In some case, the doctor will also perform a follow-up examination to identify the patient’s condition through:
- MRI, an examination using a magnetic field and sound waves
- CT scan, this examination can show blocked parts of the lymphatic system
- Ultrasound, an examination with sound waves to observe the movement of blood flow
- Lymphosintigraphy, an examination method to trace the lymphatic system done by injecting a radioactive dye liquid and using a scanning machine
Symptoms of Lymphedema
The most common symptom of lymphedema is swelling in all or part of the arm or other parts of the body. Lymphedema symptoms commonly occur in the arms and legs.
Initially, the swelling may come and go over a period of time. The swelling may also get worse during the day and improve at night. Over time, the condition will gradually worsen.

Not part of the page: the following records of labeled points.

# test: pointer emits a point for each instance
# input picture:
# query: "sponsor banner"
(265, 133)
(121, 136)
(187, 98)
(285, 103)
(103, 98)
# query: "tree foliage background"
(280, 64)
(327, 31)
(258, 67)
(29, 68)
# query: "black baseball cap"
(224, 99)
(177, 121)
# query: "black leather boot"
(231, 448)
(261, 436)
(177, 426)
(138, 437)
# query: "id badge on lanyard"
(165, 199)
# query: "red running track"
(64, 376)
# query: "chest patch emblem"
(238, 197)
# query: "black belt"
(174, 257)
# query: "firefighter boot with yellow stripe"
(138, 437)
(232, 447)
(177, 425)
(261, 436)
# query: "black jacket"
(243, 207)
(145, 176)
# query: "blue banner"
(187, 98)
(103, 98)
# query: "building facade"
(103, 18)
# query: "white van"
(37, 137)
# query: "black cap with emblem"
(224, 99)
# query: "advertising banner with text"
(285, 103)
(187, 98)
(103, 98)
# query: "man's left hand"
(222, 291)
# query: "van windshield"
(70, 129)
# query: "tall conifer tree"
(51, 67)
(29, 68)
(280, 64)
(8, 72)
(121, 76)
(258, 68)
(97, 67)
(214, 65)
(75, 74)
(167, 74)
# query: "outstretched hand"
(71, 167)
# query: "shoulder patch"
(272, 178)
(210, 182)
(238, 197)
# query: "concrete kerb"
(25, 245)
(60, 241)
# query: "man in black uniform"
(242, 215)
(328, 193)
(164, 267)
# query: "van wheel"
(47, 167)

Several other lymphedema symptoms that may arise are:
- Warts appearing on the skin.
- Aching or discomfort.
- Recurring skin infections.
- Hardening and tightening of the skin
- Multiple skin folds.
- Continuous infections
- Fluid coming out of the skin layer.
- Difficulty moving or limited range of motion
In lymphedema cases caused by cancer treatment, symptoms may not be felt or appear for months, even years, after the treatment.
Treatment for Lymphedema
To this day, there is no cure for lymphedema. However, there are treatments that can be done to manage the main symptoms. Treatment minimises the buildup of fluids and stimulates the flow of fluids through the lymphatic system.
Treatment for swollen skin due to lymphedema may include:
- Maintaining proportional body weight through a healthy diet and regular exercise.
- Wrapping the entire arm to push the lymph fluid back into the direction it should be.
- Pneumatic compression, a sleeve worn on the affected arm or leg. The sleeve is connected to a pump which will inflate and deflate the sleeve in order to transfer the lymph fluid through pressure.
- Compression garment, long sleeves or stockings compressed on the arm or leg and encourage the flow of lymph fluid to the affected area.
- Complete decongestive therapy (CDT), a therapy combined with lifestyle changes. This therapy is not recommended for people who have high blood pressure, diabetes, heart failure, and acute infections.
Treatment Cost for Lymphedema
The cost for lymphedema treatment varies, depending on the causes and the treatment method chosen.
For more information regarding the estimated costs of lymphedema treatment, contact Smarter Health.
Prevention of Lymphedema
Lymphedema cannot be completely prevented. However, there are several measures that can be undertaken to reduce the chances of lymphedema occurring:
- Skin care treatment. You can regularly clean and use moisturizers to keep your skin healthy. Skin infections can be avoided by:
- Clipping nails with nail clips
- Using insect repellent to prevent insect bites
- Applying sunscreen to prevent sunburn
- Avoid using injections or measuring blood pressure on the affected part of the arm.
- Healthy lifestyles. Maintaining a healthy lifestyle can reduce the potential for lymphedema.
- Healthy diet.
- Regular exercise.
- Maintain ideal body weight
In cancer patients who have undergone treatment through radiotherapy or cancer removal surgery, prevention can be done right after the treatment. Place the affected arm or leg above the position of the heart using special pads as a support.
Keep the sore arm or leg away from ice or hot liquids. Do not cross your legs when sitting and avoid wearing jewelry or tight clothes.
Home Remedies for Patients Diagnosed with Lymphedema
Although lymphedema cannot be cured, there are treatment methods that can be used to ease the symptoms.
The main treatment is by maintaining the health and cleanliness of the skin to prevent the affected skin from becoming infected. This can be done by wrapping the affected area with a wrap or compression cloth to add pressure and direct the flow of lymph fluid.
Other home remedies include maintaining a regular diet and exercise. A healthy and proportional body weight can prevent lymphedema conditions from worsening.